When Bullard tried to help Gross, she said she believes her past history of filing complaints was used against her.
“I was forbidden to accompany her [Gross] to the hospital, and forced to sign a confidentiality agreement,” Bullard said.
Gross’ assailant was found guilty of assault, but not sexual assault, Gross told lawmakers, which she thinks occurred because the criminal investigators did not take DNA samples from her clothing.
Bullard said she encouraged Gross to file the second report. More so, with each report that Gross filed about her second assault, she said a perceived disciplinary action would follow, such as being required to take a mental fitness test or drug test.
“The system failed once again,” Bullard said.

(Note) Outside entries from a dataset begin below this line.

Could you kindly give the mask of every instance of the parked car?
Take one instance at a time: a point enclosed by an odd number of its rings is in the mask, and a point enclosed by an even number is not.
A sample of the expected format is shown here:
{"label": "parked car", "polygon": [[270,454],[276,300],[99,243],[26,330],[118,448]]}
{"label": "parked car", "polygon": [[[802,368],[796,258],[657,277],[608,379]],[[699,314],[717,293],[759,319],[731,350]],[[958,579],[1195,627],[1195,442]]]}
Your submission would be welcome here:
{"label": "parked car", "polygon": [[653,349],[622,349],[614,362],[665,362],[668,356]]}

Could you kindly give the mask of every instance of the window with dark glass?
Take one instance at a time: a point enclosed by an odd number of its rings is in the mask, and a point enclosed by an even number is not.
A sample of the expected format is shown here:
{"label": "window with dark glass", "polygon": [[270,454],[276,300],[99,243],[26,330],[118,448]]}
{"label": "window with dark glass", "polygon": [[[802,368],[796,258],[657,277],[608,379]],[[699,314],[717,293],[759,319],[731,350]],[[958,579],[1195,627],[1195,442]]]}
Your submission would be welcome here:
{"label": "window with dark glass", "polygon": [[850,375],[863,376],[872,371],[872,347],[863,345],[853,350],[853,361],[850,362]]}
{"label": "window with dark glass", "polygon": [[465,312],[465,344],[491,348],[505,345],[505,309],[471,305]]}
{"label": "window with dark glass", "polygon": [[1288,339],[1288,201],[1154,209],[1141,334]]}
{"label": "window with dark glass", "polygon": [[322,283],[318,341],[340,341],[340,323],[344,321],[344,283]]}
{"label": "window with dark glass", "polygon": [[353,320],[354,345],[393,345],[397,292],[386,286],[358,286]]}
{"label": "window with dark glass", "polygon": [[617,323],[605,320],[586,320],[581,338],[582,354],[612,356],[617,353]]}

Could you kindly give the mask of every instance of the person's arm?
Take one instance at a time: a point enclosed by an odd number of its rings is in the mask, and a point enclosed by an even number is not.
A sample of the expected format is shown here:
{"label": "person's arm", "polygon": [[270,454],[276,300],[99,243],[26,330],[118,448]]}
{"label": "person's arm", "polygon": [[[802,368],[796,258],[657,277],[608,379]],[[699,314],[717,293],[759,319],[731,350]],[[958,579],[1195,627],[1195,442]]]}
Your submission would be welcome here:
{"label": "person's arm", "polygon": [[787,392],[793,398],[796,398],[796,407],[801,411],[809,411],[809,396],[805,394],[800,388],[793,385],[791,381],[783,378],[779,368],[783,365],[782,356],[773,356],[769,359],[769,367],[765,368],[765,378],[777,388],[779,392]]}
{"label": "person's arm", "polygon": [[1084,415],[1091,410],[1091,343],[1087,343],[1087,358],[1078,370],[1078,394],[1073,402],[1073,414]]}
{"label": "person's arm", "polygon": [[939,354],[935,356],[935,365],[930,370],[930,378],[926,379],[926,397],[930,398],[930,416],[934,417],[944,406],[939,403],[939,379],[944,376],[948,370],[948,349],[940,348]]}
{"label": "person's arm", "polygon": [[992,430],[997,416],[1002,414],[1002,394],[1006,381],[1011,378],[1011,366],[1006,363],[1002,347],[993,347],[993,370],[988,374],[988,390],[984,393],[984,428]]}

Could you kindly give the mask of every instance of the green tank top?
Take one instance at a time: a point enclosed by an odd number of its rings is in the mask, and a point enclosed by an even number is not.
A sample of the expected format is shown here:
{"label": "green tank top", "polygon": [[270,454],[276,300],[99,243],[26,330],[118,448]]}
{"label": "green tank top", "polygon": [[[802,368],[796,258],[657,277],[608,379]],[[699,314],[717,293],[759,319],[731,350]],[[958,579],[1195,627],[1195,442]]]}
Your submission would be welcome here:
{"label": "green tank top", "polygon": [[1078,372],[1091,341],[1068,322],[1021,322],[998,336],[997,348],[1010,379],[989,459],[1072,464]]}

She and Gross were prohibited from socializing with each other and continued to face disciplinary actions, they said. By January 2015, Bullard said she felt she had no option but to resign from the academy. She said the process normally takes a month. She received her dismissal in one day.
“I collapsed in the barracks,” said Bullard, who was hospitalized.
She was removed from West Point the day she left the hospital, wearing nothing more than the T-shirt and shorts that she had been wearing when she was admitted. All of her belongings had been packed up, even her identification badge. Military police escorted her to a plane.
Gross said she sought help from West Point’s leadership to hear her case and draw attention to the retaliation. But she was denied an audience, she told the lawmakers, including from the academy’s superintendent, Army Lt. Gen. Robert Caslen.
“My entire chain of command denied me,” Gross said.
She also resigned from the academy before graduation.
Both women were honorably discharged, but are working with Speier’s office to regain entry into West Point to finish their degrees. They said the academy has instituted some changes to the way victims can file a report and get legal assistance and that they see improvements.
But to get at the core of the problem, they believe they are part of the solution and must address it head-on.
“I think Stephanie [Gross] and I are probably the best people to help support this cause,” Bullard said.
Gross said she also wants to go back to West Point.
“I feel like I can’t come to Congress and tell you these problems … without trying to fix them myself,” she said.